Kent County officials in Michigan will invest approximately $350 million in transformative waste management projects. One project will include anaerobic digestion to convert organic waste into beneficial products such as fertilizer and renewable energy. As the project proceeds through the design phase, a more detailed picture of the plan’s overall cost will be announced. Early plans suggested the facility could be operational and open for trash diversion in 2024.
The current contract for Missouri’s statewide waste management services will end in early 2023 and a new solicitation is planned. The new contract will require that all state agencies in need of trash services rely on the partner contracted through the state unless an exemption is granted. A solicitation process will be launched soon.
City officials in Youngstown, Ohio, will improve the efficiency of municipal waste disposal infrastructure with a slate of rehabilitation projects. Officials there are already budgeting $3 million for the design stage of a plan that will ultimately restore two of the city’s incinerators at a total cost of $26 million. Solicitation documents will include a requirement that incinerators are restored and ready for operation by August of 2023.
The city of Racine in Wisconsin will soon announce a project to ensure that trash collection services can continue without disruption as local landfills near a closure date in 2023. Officials are scrambling to remedy the situation by constructing a new transfer station. The new transfer station is scoped for a $55,600 design phase followed by a $3 million construction project. This upcoming opportunity for a private sector contracting partner is on a fast track and will launch soon.
The township of Springettsbury, Pennsylvania, will also seek a new waste disposal private sector contracting partner. The current contract for waste disposal services will expire in December this year. The new contract is expected to have a projected cost of approximately $8 million.
Waste collection in the city of Council Bluffs, Iowa, will soon include more sustainable performance metrics, according to the provisions of an upcoming contracting opportunity. The city’s current contract expires June 2023 and provisions of a new contract will require sustainability benchmarks. A new waste disposal system is required, and it will include semi-automated trucks, streamlined routes for same-day pickups, reduced fuel emissions, and increased safety standards.
The city of Salem has announced an upcoming project to cap and close a local landfill.
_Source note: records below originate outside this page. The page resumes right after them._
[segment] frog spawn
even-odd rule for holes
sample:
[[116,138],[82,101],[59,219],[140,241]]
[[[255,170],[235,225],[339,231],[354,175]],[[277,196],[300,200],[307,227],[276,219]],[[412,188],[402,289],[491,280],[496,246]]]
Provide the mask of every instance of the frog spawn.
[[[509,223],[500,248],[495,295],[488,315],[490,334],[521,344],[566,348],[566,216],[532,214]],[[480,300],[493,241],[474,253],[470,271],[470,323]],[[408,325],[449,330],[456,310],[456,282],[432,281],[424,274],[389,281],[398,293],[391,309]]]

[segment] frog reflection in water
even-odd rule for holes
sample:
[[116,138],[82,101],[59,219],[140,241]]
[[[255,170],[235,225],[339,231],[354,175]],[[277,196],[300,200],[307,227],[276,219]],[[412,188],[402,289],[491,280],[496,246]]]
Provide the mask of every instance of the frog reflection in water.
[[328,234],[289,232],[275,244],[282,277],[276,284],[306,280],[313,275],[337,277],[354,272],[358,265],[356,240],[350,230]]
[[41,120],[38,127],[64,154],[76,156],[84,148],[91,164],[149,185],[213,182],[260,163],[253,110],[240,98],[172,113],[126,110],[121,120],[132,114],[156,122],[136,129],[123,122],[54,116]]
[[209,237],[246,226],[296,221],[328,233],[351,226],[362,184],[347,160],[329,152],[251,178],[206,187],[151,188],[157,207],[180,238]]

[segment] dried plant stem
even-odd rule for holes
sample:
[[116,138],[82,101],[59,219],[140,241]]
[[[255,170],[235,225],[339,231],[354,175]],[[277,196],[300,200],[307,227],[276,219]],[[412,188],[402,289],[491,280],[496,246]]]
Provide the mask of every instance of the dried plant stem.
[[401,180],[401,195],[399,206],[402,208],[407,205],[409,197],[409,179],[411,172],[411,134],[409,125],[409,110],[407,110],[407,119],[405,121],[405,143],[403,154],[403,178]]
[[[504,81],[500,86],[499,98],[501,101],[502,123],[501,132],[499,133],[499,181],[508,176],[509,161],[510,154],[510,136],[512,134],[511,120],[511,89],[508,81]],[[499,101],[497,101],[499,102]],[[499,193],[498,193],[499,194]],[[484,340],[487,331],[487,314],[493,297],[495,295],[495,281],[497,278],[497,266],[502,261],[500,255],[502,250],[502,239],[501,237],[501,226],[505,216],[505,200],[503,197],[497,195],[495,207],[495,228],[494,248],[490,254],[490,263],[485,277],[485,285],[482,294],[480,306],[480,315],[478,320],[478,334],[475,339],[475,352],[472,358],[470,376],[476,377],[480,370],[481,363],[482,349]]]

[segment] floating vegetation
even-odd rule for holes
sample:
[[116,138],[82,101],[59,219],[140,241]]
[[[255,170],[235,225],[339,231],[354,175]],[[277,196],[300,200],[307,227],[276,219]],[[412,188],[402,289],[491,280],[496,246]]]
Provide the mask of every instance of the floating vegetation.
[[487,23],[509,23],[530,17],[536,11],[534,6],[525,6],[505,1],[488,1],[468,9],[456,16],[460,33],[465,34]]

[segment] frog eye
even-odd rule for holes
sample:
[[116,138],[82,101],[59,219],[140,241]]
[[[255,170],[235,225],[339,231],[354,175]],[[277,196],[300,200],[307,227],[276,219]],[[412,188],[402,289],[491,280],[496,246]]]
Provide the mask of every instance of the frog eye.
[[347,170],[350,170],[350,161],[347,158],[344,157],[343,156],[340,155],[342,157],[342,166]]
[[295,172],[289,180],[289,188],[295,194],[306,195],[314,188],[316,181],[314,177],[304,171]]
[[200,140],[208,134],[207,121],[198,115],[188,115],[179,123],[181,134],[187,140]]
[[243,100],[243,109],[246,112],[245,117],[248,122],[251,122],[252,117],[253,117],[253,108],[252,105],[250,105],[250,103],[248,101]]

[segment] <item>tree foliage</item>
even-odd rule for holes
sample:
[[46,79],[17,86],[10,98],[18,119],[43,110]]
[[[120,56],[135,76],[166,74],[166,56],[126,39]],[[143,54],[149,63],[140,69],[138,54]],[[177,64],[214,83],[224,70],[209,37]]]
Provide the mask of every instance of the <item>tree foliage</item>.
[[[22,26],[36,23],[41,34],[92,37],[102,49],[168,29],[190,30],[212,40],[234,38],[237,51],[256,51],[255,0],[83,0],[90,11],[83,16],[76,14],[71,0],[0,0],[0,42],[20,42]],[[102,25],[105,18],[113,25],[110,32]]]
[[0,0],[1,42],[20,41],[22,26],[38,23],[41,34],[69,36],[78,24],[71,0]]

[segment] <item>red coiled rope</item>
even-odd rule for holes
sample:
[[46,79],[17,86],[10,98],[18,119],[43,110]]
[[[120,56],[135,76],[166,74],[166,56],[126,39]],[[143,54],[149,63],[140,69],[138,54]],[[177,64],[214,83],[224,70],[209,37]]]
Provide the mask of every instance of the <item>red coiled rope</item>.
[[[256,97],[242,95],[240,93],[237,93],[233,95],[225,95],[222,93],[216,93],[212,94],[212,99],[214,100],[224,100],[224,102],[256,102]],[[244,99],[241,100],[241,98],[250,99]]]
During initial design work on the project, the cost of closing the landfill was projected at $10 million. That price, however, quickly ballooned to $20 million once it was determined that the amount of waste had expanded well beyond the site of the landfill. Interested parties should carefully monitor current activities.
These are but a few of the upcoming opportunities for public-private sector collaborations. The same type of infrastructure upgrades, mandates, and requirements are occurring at the local levels of government related to water, power, and sustainability mandates. There is no shortage of opportunities for public and private sector opportunities to collaborate at the local levels of government.